Separate sets for separate jobs
The most common mistake is one eval set doing five jobs. The cure is multiple sets with separate update cadences. The calibration set: 100 to 300 human-labeled rows; train/dev/test stratified on PASS/FAIL; updates only when the rubric updates. The regression set: curated rows that capture historical bugs; rows added every time a fix lands; smaller (50 to 200); Hamel's L1 unit tests 5; CI runs this on every PR. The release-gate eval: the headline metric for go or no-go; larger (200 to 500); changes only on dataset version bumps. The error-analysis pool: sampled production traces for open coding; refreshed continuously. Mixing the four is the failure mode.
Synthetic plus human
Pure-synthetic datasets degrade as the generator drifts away from real users. Pure-human is prohibitively expensive at scale. The hybrid wins. SPADE auto-generates assertions from prompt-revision history, deploys across two thousand plus LangSmith pipelines, and ships a 21% drop in false failures relative to a pure-synthetic baseline 6. For dataset construction: synthesize 50 inputs against the grid, expert-reviewed; add ten to twenty real production traces every week.

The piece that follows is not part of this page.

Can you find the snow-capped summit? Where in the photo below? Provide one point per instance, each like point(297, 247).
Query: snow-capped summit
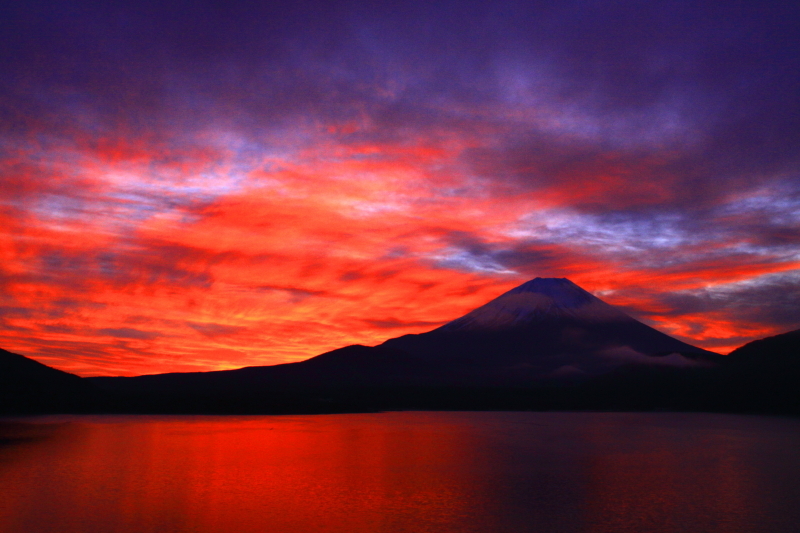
point(535, 300)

Dimensional coverage as a metric
Once the grid exists, coverage becomes a first-class metric. Report per-cell pass rate, not just the aggregate. A 95% aggregate masking a 60% rate on (refund, frustrated, non-English) is the failure the aggregate was supposed to surface.
The dashboard is a heatmap. Rows are features, columns are scenarios faceted by persona. Each cell is the pass rate plus N. Cells with N below five are grayed out as undersampled. Cells more than two interval widths below the aggregate are flagged red.
What good looks like
A production-grade golden dataset program ships a git-tracked JSONL or CSV with stable IDs, schema version, and content hash; coverage matrices on every eval run; four separate sets for the four jobs; a weekly add of ten to twenty new production traces with human labels; a migration note on every dataset version bump 7. The dataset construction chapter walks the initial build; the versioning and lineage chapter walks the operational discipline.